Gara 5, sul 93 pari, fu decisa da Paxson che segnò 10 dei suoi 20 punti negli ultimi 4 minuti. Jordan mise assieme 30 punti, 10 assist e 5 recuperi, ma per una volta non fu il miglior scorer della partita, superato dal compagno di squadra Scottie Pippen (32 punti).
I Bulls finalmente erano una squadra vera e completa. Una squadra degna di vincere l’anello. Durante l’arco delle 5 partite, avevano tirato col 52,7% dal campo e con l’82,6% dalla linea della carità. Diedero 139 assist e recuperano 49 palloni. Limitarono L.A. a soli 458 punti complessivi (record negativo per una serie di 5 gare). La coppia Jordan-Pippen giocò inoltre una splendida serie difensiva su Magic, limitandone l’apporto offensivo e portandolo a perdere 22 palloni complessivi.
MJ fu eletto unanimemente, con 11 voti su 11, MVP delle finali. Era stata la sua prima finale. Era stato il suo personalissimo biglietto da visita con cui aveva fatto ingresso nell’elite dei grandi campioni della storia della lega.
Nell’arco di tutta la serie aveva messo insieme cifre spavontose: 31.2 punti, il 56% dal campo e l’85% dalla lunetta. In più, ben 11.4 assist, 6.6 rimbalzi, 2.8 recuperi ed 1.4 stoppate.

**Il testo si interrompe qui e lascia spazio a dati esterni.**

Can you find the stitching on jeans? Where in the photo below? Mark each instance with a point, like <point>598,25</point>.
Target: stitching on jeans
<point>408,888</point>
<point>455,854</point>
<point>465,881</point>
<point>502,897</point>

Quell’11 giugno 1991, giorno di gara 5, se qualcuno avesse predetto che MJ avrebbe giocato almeno altre 3 serie finali su livelli persino più elevati, sarebbe stato qualificato come “assolutamente folle”. Subito dopo la sirena, Michael andò negli spogliatori del gloriosissimo Forum. Quelli stessi spogliatoi dove avevano gioito, pianto, vinto, perso, trionfato e deluso giocatori come Russell e Cousy, West e Magic, Bird e Jabbar, Erving e Moses ed anche lui… quel Wilt Chamberlain, dalla cui sindrome MJ sembrava definitivamente guarito. Michael andò negli spogliatoi del Forum. Il padre James alla sinistra, la moglie Juanita alla destra. E pianse. Pianse di gioia.
“I’m numb” le sue prime parole da campione del mondo.